Report: MassHealth needs fresh look from Baker

charlie baker
Nicolaus Czarnecki/Metro

Incoming governor Charlie Baker will need to take a fresh look at MassHealth, a program which needs to consolidate its fragmented structure and better use its market clout to set the pace for health care system reforms, according to a new report.

MassHealth, which accounts for 35 percent of the state’s $36.5 billion annual budget, is the Bay State’s Medicaid insurance program, with enrollment expected to hit 1.7 million in 2015. The state-federal program, which will cost an estimated $13.7 billion in this year’s budget, serves low- and moderate-income individuals and is described in the report as a “crucial engine of the state’s economy.”

Patricia Boozang, one of the authors of the Massachusetts Medicaid Policy Institute report, said the issue brought up by every single stakeholder interviewed for the report was the program’s current decentralized structure, which “inhibits” MassHealth’s ability to recruit talent, move in a strategic way and develop trusting relationships with consumers, providers and health plans.

“A common sentiment is that MassHealth has ‘lost its voice and power’ in the [Health and Human Services] Secretariat and that galvanizing the agency may well require the Governor to restructure MassHealth’s place within state government and elevate the role of the Medicaid Director,” the report said, with interviewees suggesting consolidating the full MassHealth budget under the director and making the job of director a commissioner-level post.
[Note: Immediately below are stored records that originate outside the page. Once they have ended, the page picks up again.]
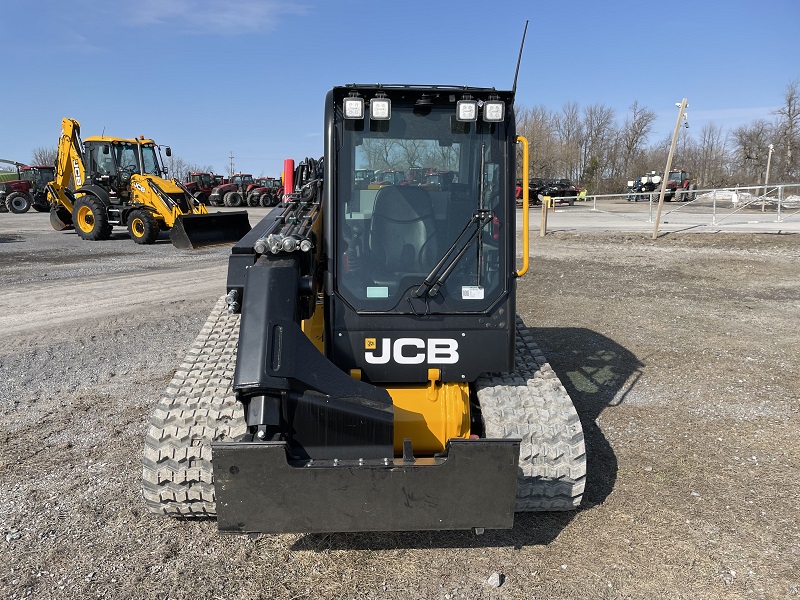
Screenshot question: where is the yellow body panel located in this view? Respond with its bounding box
[386,369,470,456]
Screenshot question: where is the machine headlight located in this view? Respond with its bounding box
[456,100,478,121]
[344,96,364,119]
[483,100,506,123]
[369,98,392,121]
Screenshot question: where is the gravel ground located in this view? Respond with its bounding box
[0,211,800,599]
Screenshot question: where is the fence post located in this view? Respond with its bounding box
[711,188,717,225]
[539,196,548,237]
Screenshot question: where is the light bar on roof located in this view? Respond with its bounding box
[369,96,392,121]
[343,96,364,119]
[456,100,478,121]
[483,100,506,123]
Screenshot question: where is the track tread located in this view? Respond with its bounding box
[142,297,246,517]
[475,316,586,512]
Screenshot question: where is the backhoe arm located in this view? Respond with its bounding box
[47,118,86,212]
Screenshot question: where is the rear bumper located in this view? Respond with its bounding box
[212,439,520,533]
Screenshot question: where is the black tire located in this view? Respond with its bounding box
[223,192,244,207]
[72,196,112,242]
[50,204,72,231]
[6,192,33,215]
[128,209,160,245]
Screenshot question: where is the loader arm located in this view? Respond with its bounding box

According to the report, MassHealth’s 800 staff members are dispersed across state agencies and physical locations.

The report’s release on Tuesday at the Park Plaza Hotel drew many of the people who were interviewed by the report’s authors. Baker’s pick for health and human services secretary, former mental health commissioner Marylou Sudders, was also in the audience.

Sudders referred to the report, and others she has received since Baker announced her appointment as health and human services chief, as “holiday reading.”

“We’re taking in all of the data,” Sudders told the News Service. “We obviously understand how critically important MassHealth is to the health of folks depending on it and we need to have it sustainable.”

MassHealth’s purchasing approach should be overhauled, the report added. “Stakeholders are aligned in the view that MassHealth should set purchasing requirements designed to promote its programmatic goals, including clear performance measures with regard to management of and payment for care to its members; contract with organizations that can meet its requirements; and hold contractors accountable through rigorous oversight and evaluation.”

The report said MassHealth should also take the lead in behavioral health delivery and payment reform, tackle a “looming crisis” of long-term care for seniors and people with disabilities as baby boomers age, and invest in its information technology infrastructure in order to perform analysis of data needed to support program planning, development and evaluation.

“Not only will increasing data analytics capacity improve MassHealth program operations and oversight, but making data and analysis publicly available will enhance MassHealth’s relationships with external stakeholders and deepen public understanding and support of the program,” the report said. “Providers, especially those who take on financial risk and accountability under integrated delivery models, need better and more timely MassHealth data.”

The report was based on interviews with 59 state and national health care leaders and stakeholders, including officials from the Massachusetts Taxpayers Foundation, the Disability Policy Consortium, Pioneer Institute, Harvard School of Public Health, Mass. Medical Society, health insurance plans, Boston Medical Center, the Centers for Medicare and Medicaid Services, 1199 SEIU and the Legislature.